Na zijn specialisatie keert Nico terug naar Nederland, waar hij al snel als een van de meest briljante chirurgen van het land wordt beschouwd. Zijn faam, en dientengevolge zijn vermogen, nemen een enorme vaart. Als blijk daarvan moge zijn villa Meerwegen op de Amersfoortse Berg getuigen: de mooiste woning van de stad, in 1928 gekocht voor 24.000 gulden. De chirurg is een workaholic, besteedt aandacht aan de verheffing van ‘het volk’ (hij is een van de oprichters van de volksuniversiteit), maar heeft nauwelijks tijd voor vrouw Cateau en hun drie zonen. Daartegenover staat dat zij alles hebben wat hun hartje begeert. Van Nieuwenhuysen investeert in kunst (o.a. schilderijen van Breitner) en steen. Alles lijkt hem voor de wind te gaan. Hij wordt gemeenteraadslid voor de christelijk-conservatieve partij CHU en wordt algemeen geacht en geprezen. Over het verschijnsel democratie heeft hij, evenals de CHU, zo zijn bedenkingen. De chirurg voelt zich mede daardoor aangetrokken tot het Nationaal-Socialisme, dat hij als een praktisch Christendom beschouwt. Naast aansluiting bij de NSB wordt hij lid en later bestuurslid van de Nederlandsch-Duitse Cultuurgemeenschap. Als de Duitsers Nederland binnenvallen, wordt hij (door de Nederlandse politie) echter gearresteerd vanwege nazisympathieën. Ook al houdt men hem slechts enkele dagen in detentie, zijn goede naam is hij kwijt en van zijn bloeiende praktijk blijft weinig over. Als hij het aanzoek krijgt de (goed betaalde!) functie van arts in het Polizeiliches Durchgangslager Amersfoort te bekleden, ziet hij de mogelijkheid zijn tanende inkomsten te kunnen compenseren.

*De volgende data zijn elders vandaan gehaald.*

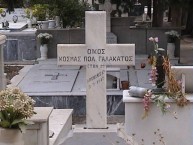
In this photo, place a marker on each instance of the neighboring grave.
(108, 7)
(18, 12)
(2, 76)
(96, 55)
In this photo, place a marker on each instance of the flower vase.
(160, 75)
(29, 23)
(43, 24)
(52, 24)
(57, 19)
(170, 50)
(11, 137)
(43, 51)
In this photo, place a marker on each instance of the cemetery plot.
(95, 55)
(45, 79)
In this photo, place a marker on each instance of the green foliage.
(71, 12)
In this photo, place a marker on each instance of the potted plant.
(39, 11)
(15, 108)
(44, 39)
(172, 36)
(161, 68)
(52, 12)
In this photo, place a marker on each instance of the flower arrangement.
(172, 91)
(28, 12)
(39, 11)
(44, 38)
(157, 74)
(172, 36)
(15, 108)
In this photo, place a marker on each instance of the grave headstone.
(108, 7)
(2, 76)
(96, 55)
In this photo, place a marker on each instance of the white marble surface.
(2, 76)
(174, 131)
(39, 79)
(15, 26)
(96, 54)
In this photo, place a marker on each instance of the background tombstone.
(108, 7)
(96, 54)
(2, 76)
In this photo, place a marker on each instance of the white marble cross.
(96, 54)
(108, 7)
(2, 76)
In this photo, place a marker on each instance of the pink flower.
(156, 39)
(151, 39)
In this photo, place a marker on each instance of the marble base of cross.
(96, 55)
(108, 7)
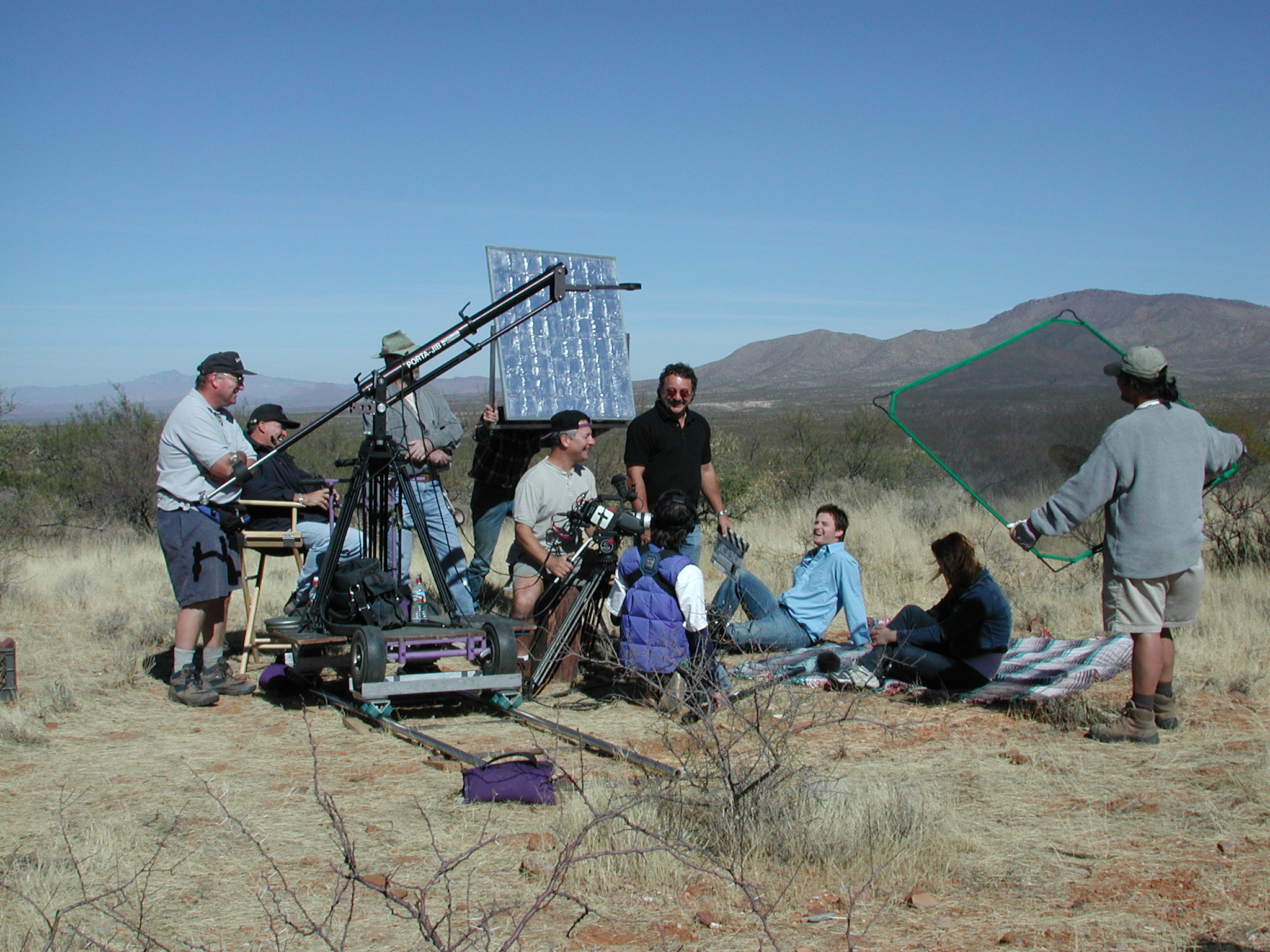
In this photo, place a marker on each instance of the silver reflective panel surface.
(573, 355)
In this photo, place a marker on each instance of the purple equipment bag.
(525, 780)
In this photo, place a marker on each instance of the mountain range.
(1212, 345)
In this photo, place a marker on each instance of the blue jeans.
(920, 666)
(771, 627)
(491, 507)
(691, 546)
(316, 536)
(441, 530)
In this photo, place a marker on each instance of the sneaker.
(1166, 712)
(186, 689)
(221, 681)
(1134, 724)
(673, 695)
(855, 677)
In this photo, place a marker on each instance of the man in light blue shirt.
(826, 582)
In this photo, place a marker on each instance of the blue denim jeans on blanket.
(770, 626)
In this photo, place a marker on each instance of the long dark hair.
(672, 519)
(956, 558)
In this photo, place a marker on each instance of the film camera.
(614, 513)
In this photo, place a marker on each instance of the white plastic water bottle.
(418, 602)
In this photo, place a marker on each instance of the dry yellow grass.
(1068, 844)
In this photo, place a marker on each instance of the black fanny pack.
(233, 518)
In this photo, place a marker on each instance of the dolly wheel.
(370, 656)
(500, 641)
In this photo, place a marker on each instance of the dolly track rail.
(402, 730)
(586, 741)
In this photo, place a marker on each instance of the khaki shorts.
(1137, 606)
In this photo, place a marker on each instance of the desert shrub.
(1237, 523)
(99, 464)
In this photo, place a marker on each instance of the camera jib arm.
(380, 466)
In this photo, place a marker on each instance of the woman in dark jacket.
(957, 645)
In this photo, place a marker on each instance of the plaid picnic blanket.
(1034, 669)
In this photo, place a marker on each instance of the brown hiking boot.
(1166, 712)
(184, 689)
(225, 682)
(1134, 724)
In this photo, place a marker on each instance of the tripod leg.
(418, 517)
(564, 633)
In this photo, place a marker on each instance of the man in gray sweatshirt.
(1148, 472)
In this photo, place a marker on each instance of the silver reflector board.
(573, 355)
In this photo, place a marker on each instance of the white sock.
(213, 656)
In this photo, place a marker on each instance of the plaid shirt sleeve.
(504, 457)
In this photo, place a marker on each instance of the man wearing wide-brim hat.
(1148, 472)
(278, 479)
(429, 432)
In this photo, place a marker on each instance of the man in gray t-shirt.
(549, 489)
(200, 448)
(429, 433)
(1148, 474)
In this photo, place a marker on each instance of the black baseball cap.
(568, 420)
(271, 412)
(225, 362)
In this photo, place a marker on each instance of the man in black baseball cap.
(224, 362)
(280, 480)
(200, 450)
(554, 487)
(270, 413)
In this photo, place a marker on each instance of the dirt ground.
(1046, 840)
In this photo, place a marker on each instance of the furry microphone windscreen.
(828, 662)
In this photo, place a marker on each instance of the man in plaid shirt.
(499, 461)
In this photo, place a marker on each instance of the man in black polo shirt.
(668, 447)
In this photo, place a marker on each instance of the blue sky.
(293, 180)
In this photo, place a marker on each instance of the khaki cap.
(395, 345)
(1141, 362)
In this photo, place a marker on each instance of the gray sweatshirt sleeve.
(1223, 451)
(1075, 500)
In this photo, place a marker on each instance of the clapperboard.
(729, 552)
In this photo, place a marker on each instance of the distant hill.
(161, 392)
(1209, 342)
(1212, 345)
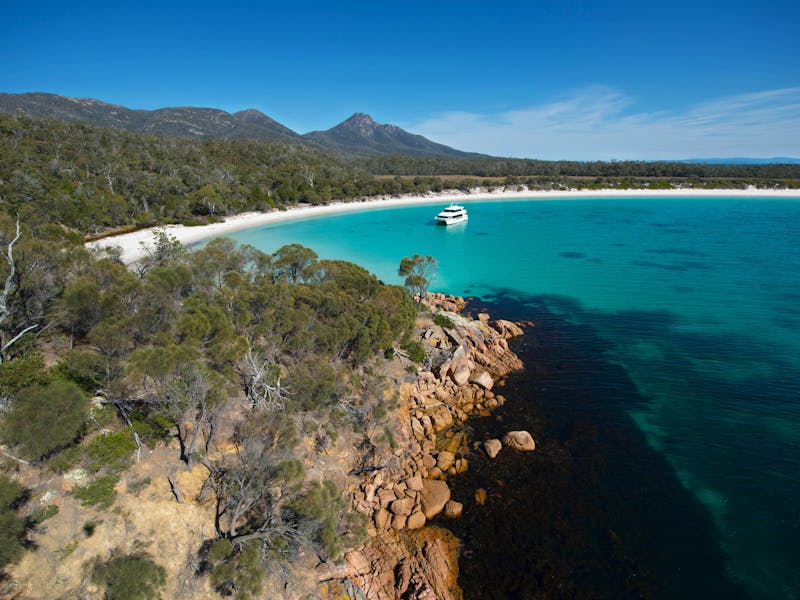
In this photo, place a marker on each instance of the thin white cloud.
(599, 124)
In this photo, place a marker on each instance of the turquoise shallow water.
(696, 301)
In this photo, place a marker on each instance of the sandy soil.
(131, 243)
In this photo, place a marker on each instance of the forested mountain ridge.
(362, 136)
(173, 121)
(76, 179)
(359, 135)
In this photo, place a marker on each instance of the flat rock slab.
(519, 440)
(434, 496)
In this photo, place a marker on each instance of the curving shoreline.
(130, 243)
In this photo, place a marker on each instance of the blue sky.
(543, 78)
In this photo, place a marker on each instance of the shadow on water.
(594, 512)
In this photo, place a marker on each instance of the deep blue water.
(662, 380)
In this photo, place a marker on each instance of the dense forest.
(89, 179)
(273, 356)
(228, 344)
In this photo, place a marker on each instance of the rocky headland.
(409, 557)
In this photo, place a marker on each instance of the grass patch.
(415, 351)
(99, 493)
(444, 321)
(40, 515)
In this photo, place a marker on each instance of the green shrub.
(111, 451)
(444, 321)
(322, 503)
(45, 418)
(87, 369)
(42, 514)
(235, 571)
(415, 351)
(99, 493)
(129, 577)
(21, 373)
(12, 526)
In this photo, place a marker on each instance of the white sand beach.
(131, 243)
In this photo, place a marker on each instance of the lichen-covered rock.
(402, 506)
(453, 509)
(381, 518)
(492, 447)
(483, 379)
(416, 520)
(446, 460)
(414, 483)
(519, 440)
(399, 522)
(460, 374)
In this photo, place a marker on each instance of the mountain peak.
(249, 113)
(360, 134)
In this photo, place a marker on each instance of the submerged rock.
(492, 447)
(519, 440)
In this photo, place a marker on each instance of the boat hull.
(454, 221)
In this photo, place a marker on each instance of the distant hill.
(359, 135)
(177, 122)
(362, 136)
(778, 160)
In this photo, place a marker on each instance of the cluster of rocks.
(405, 559)
(464, 361)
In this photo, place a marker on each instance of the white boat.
(451, 215)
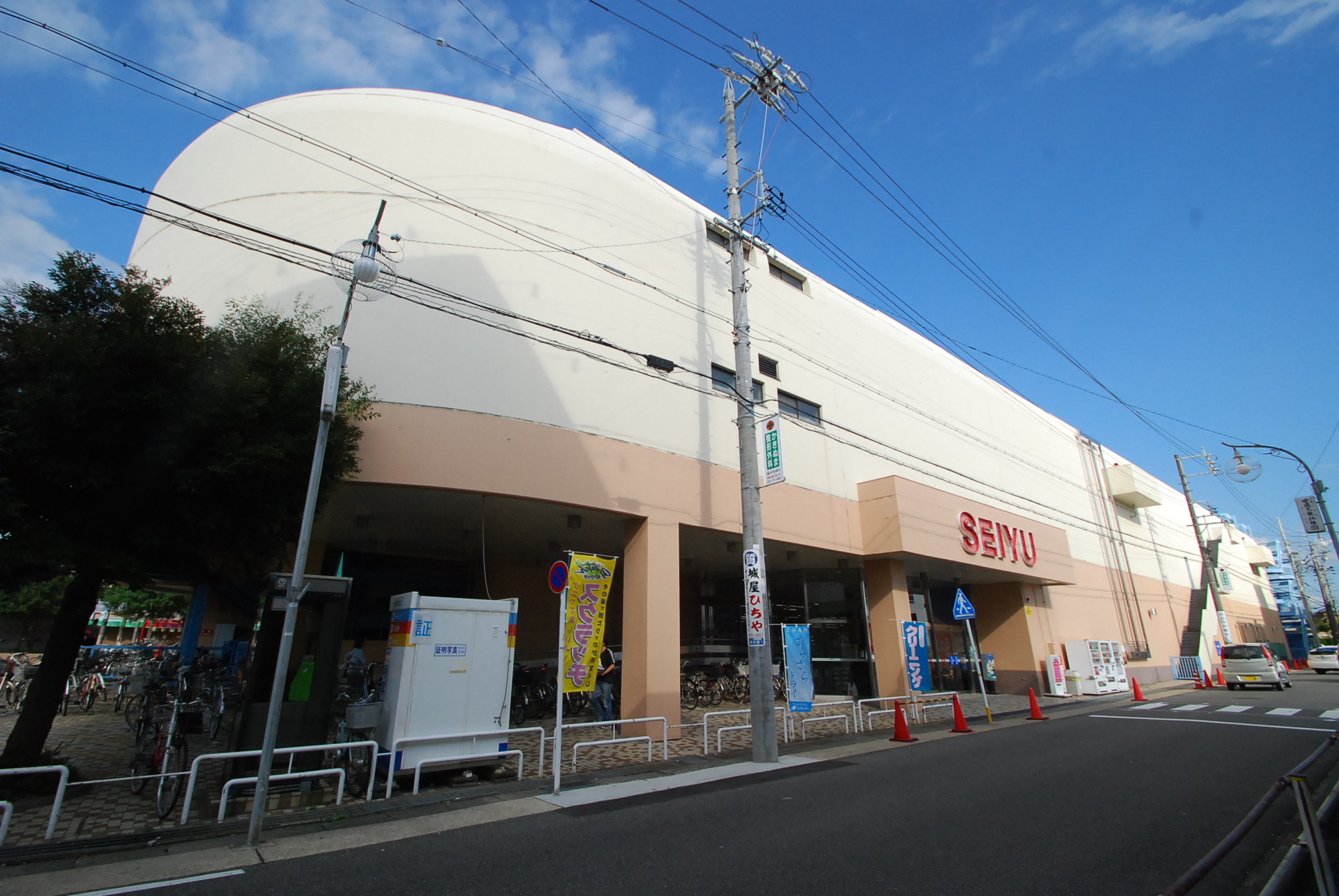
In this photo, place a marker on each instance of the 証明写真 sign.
(755, 591)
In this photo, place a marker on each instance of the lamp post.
(366, 271)
(1318, 488)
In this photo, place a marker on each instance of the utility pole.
(1324, 590)
(1208, 574)
(773, 84)
(1297, 576)
(366, 272)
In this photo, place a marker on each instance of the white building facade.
(908, 473)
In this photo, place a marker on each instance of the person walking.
(603, 697)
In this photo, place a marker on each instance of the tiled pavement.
(100, 747)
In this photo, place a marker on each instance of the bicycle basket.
(363, 716)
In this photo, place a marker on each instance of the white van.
(1247, 664)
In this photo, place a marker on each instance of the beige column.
(889, 604)
(651, 624)
(1008, 628)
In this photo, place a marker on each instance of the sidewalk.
(109, 816)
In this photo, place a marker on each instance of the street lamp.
(1318, 488)
(369, 272)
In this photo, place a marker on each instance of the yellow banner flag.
(589, 577)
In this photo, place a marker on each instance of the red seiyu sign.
(992, 539)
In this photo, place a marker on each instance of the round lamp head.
(366, 270)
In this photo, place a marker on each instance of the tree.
(134, 440)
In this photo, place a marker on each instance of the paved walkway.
(98, 745)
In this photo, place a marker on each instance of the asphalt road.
(1074, 805)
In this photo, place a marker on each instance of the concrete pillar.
(1007, 630)
(889, 604)
(651, 624)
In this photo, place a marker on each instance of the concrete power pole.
(1208, 574)
(1317, 566)
(774, 84)
(1297, 576)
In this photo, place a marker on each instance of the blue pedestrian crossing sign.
(963, 607)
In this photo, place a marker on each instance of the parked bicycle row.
(715, 684)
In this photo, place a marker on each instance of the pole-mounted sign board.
(773, 468)
(755, 590)
(1310, 512)
(963, 607)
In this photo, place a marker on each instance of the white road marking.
(1250, 725)
(158, 884)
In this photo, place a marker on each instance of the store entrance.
(950, 657)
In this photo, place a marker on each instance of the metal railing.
(437, 738)
(1187, 669)
(445, 760)
(63, 770)
(865, 716)
(815, 707)
(615, 724)
(288, 752)
(1294, 780)
(287, 776)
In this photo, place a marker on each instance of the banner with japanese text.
(916, 640)
(589, 577)
(800, 674)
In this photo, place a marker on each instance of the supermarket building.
(908, 473)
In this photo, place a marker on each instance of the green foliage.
(34, 599)
(130, 603)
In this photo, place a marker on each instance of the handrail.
(1197, 872)
(519, 754)
(247, 754)
(63, 770)
(287, 776)
(430, 738)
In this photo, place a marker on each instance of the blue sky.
(1153, 183)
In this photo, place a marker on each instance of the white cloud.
(27, 248)
(1167, 30)
(196, 46)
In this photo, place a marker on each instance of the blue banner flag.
(800, 677)
(916, 640)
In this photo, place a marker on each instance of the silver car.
(1323, 660)
(1244, 664)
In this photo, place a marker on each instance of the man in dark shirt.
(603, 697)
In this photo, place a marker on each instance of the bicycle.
(164, 754)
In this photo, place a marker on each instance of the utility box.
(447, 671)
(1101, 666)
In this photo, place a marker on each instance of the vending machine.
(447, 671)
(1101, 666)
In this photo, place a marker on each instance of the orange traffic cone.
(900, 730)
(959, 720)
(1037, 710)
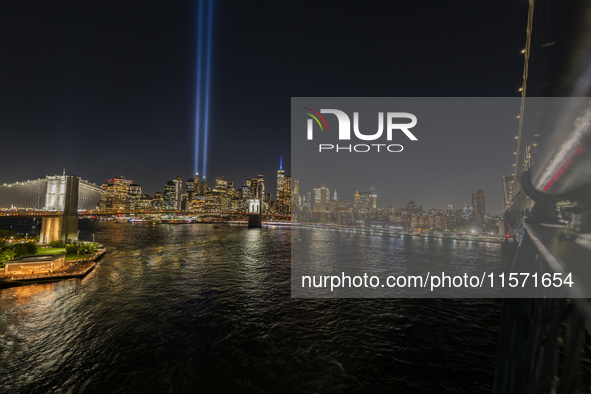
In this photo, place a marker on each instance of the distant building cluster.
(319, 206)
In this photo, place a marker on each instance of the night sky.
(108, 88)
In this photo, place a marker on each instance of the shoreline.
(80, 268)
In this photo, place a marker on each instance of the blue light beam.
(199, 77)
(207, 86)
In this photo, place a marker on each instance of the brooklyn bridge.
(58, 198)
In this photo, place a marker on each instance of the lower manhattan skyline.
(147, 126)
(227, 196)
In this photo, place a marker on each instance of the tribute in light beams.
(204, 33)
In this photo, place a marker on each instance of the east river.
(199, 308)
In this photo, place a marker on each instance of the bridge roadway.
(140, 213)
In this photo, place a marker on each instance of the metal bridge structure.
(544, 339)
(58, 199)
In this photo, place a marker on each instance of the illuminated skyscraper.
(192, 188)
(321, 198)
(116, 194)
(373, 198)
(287, 195)
(203, 187)
(260, 187)
(169, 196)
(280, 180)
(178, 192)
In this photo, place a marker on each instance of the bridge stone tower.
(61, 196)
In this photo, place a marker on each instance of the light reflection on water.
(192, 307)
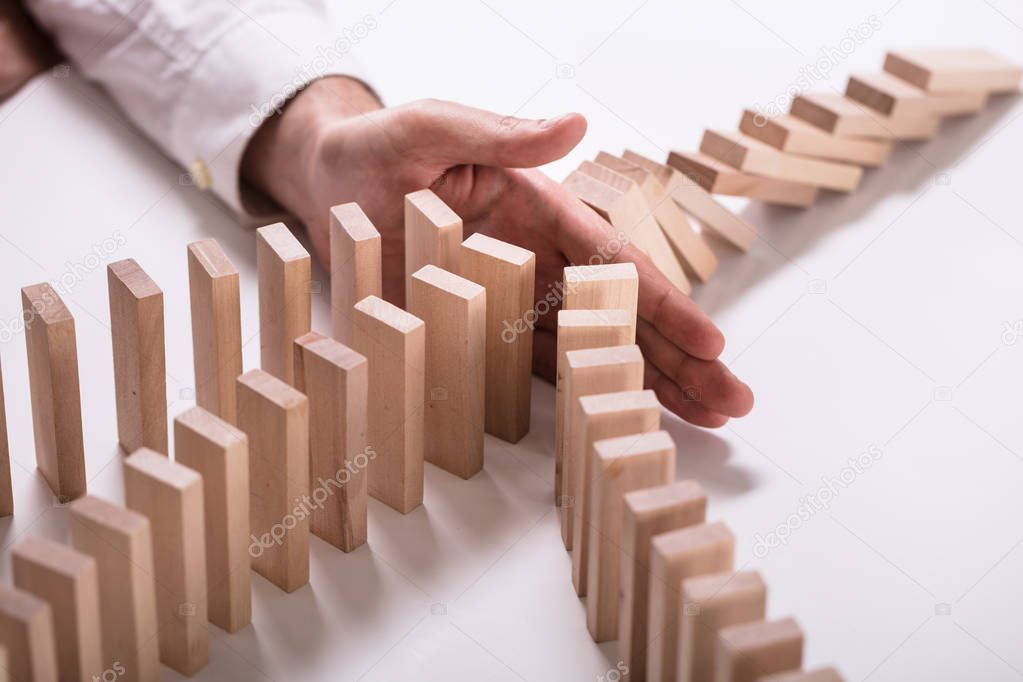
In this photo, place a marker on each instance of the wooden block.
(121, 542)
(676, 555)
(284, 298)
(56, 404)
(648, 513)
(954, 70)
(219, 452)
(395, 346)
(720, 178)
(508, 274)
(838, 115)
(139, 362)
(27, 634)
(698, 202)
(216, 319)
(710, 603)
(621, 465)
(697, 258)
(356, 269)
(433, 235)
(275, 417)
(748, 154)
(597, 417)
(336, 379)
(748, 652)
(69, 582)
(790, 134)
(170, 495)
(454, 311)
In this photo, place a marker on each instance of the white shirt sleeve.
(199, 77)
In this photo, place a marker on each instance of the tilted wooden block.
(336, 379)
(219, 452)
(356, 266)
(69, 582)
(139, 357)
(794, 135)
(216, 320)
(710, 603)
(170, 495)
(648, 513)
(121, 542)
(395, 345)
(601, 416)
(676, 555)
(621, 465)
(275, 417)
(56, 403)
(508, 274)
(284, 298)
(750, 651)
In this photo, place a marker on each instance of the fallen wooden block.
(216, 320)
(648, 513)
(749, 651)
(121, 542)
(621, 465)
(336, 379)
(748, 154)
(275, 417)
(356, 266)
(139, 362)
(219, 452)
(676, 555)
(788, 133)
(597, 417)
(507, 273)
(394, 343)
(170, 495)
(56, 403)
(69, 582)
(719, 178)
(710, 603)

In het kamp toont de man zich als een meedogenloze sadist. Gevangenen die zich met klachten bij hem melden, beschouwt hij als werkweigeraars en simulanten. Regelmatig past hij onorthodoxe methoden toe waarbij hij de gedetineerden afbluft, met trappen de behandelkamer uit schopt of met stokken bewerkt. Hij ontpopt zich tot een nietsontziende beul, iets wat later wordt verklaard uit het feit dat hij niet met gevoelens kan omgaan. Empathie is hem volstrekt vreemd. Na ruim een half jaar is hij het eentonige werk als ‘huisarts van het kamp’ zat, hij heeft tenslotte meer te bieden. Daarop trekt hij op tweeënvijftigjarige leeftijd naar het Oostfront waar hij gewonde soldaten zal opereren tot het einde van de oorlog. Terwijl Van Nieuwenhuysen aan het Oostfront zijn medische kunsten verricht, koopt Cateau op naam van haar man vier huizen aan de Vermeerstraat in Amersfoort die eigendom waren van gedeporteerde Joden (de broers Abraham en Mozes Gosschalk; zij zullen de oorlog overigens overleven).
Na de oorlog wordt Van Nieuwenhuysen veroordeeld tot twintig jaar cel, waarvan hij er uiteindelijk twaalf zal uitzitten. Bovendien mag hij nooit meer het beroep van chirurg uitoefenen. Ook Cateau en zijn zonen Jan, Maurits en Klaas worden opgepakt. De drie jongens omdat zij een korte periode lid zijn geweest van de Jeugdstorm. Vooral dat laatste is een bizar gegeven: de tieners worden in het kamp gekoeioneerd en mishandeld, terwijl er van enige vrijwilligheid tot aanmelding bij de Jeugdstorm nooit sprake is geweest. Tijdens Van Nieuwenhuysens detentie overlijdt zijn vrouw en even later ook hun oudste zoon Jan. Jongste zoon Klaas is naar Zuid-Afrika geëmigreerd en Maurits is in diens voetsporen gevolgd.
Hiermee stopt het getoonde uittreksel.